How AI works in Animl
Last updated
Last updated
For the foreseeable future, we expect that a single ML model will probably not emerge that can meet everyone's camera trap image classification needs. Instead, the ML landscape for camera traps will look more like a mosaic of smaller, niche models designed for specific conservation use-cases, different environments, and different target species.
In order to support this, we designed Animl to be as flexible and model-agnostic as possible. In other words, we see Animl as a platform that allows users to rapidly deploy their own domain-specific classifiers and integrate them into their image processing pipelines. In addition to Bring-Your-Own-Model (BYOM) support, Animl offers some high-level, general purpose algorithms - like Megadetector v5a and v5b - out of the box for anyone to use.
Every new Project has access to Megadetector to perform object detection. Megadetector does a fantastic job of identifying whether or not there's an object of interest in an image, effectively allowing users to filter out empties automatically. If there is an object of interest in the image, Megadetector also draws a bounding box around it and attempts to predict whether object is a person, vehicle, or animal.

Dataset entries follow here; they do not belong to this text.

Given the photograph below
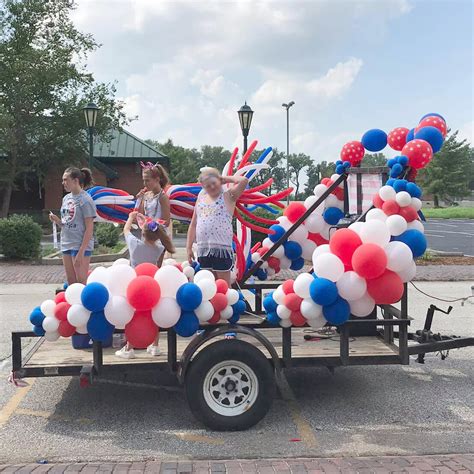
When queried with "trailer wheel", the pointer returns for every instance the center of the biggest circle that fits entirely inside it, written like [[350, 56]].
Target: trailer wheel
[[230, 385]]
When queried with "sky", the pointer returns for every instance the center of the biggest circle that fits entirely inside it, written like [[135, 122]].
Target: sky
[[184, 68]]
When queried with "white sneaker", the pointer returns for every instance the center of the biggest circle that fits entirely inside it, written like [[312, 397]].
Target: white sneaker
[[153, 350], [124, 354]]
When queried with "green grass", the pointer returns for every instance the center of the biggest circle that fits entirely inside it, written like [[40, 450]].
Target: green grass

Animl also allows users to configure settings for all of the models they use - including Megadetector - so, for example, if you are unlikely to see any vehicles in your camera trap data or simply don't need to label them and don't want to deal with invalidating any false positives that might arise, you can simply turn off that label in your Megadetector Automation Rule settings. You can also adjust the confidence thresholds up and down for each label Megadetector (or any other model) returns, allowing you to optimize performance for your unique data sets and labeling needs.
Currently, the deployment of new models is a semi-manual process that TNC will have to assist you with. If you have a classifier and you're interested in deploying it for use in your Animl project, contact Nathaniel Rindlaub at <first name>.<last name>@tnc.org.
It's often desirable to run images through a sequence (or pipeline) of ML models that perform different functions. For example, if you have a classifier that can distinguish between deer, bears, and mountain lions, it would be a lot more efficient to request Megadetector predictions first, and then, if it thinks that there's an animal present, send that image along to your classifier to try to determine what kind of animal it is.
Another advantage to chaining object detectors and classifiers is that Animl will automatically pass along the bounding-box that was generated in the object-detection stage and use it to crop the background out of the image before sending it to the classifier for inference. Because the backgrounds are often what makes image classification hard on camera trap images, stripping as much of it out as possible will make classification predictions much more accurate.
Animl's flexible Automation Rules support all of this by allowing users to completely control and customize their pipelines, deciding which models their images are submitted to, under what conditions, and in what order.
It's important to note that Animl does not learn or improve on its own, nor does it allow users to automatically train their own classifiers (training classifiers is out of the scope of this documentation, but a brief summary can be found here).
What it does help you do is provide a user interface and user management system for developing a labeled training dataset, which can then be exported and used to train new classifiers/models in an environment suited for deep learning. In fact, if you are using Animl to structure and label your data for any other reason, you are also inadvertently creating a training dataset that might be useful for developing your own bespoke classifier down the road.
There are many other more general purpose tools out there that help you develop labeled training data for image classifiers, but Animl offers a handful of features geared towards addressing some of the unique challenges involved with training ML models for camera traps. For example:
if you're using Megadetector, you will automatically have bounding boxes generated for you, thus dramatically reducing the time it takes to label your images because you don't have to manually draw each one
The bounding box information is exported along with your labels, allowing you to crop the backgrounds out of your training images before you initiate training
location information - i.e., what deployment the image came from - is also exported, which can be critical when training camera trap classifiers. Because one of the challenges of ML with camera trap data is that the models tend to learn too much about the backgrounds of the images they've been trained on, it is often a good strategy to try to mitigate this by splitting your data into training, validation, and test sets by location.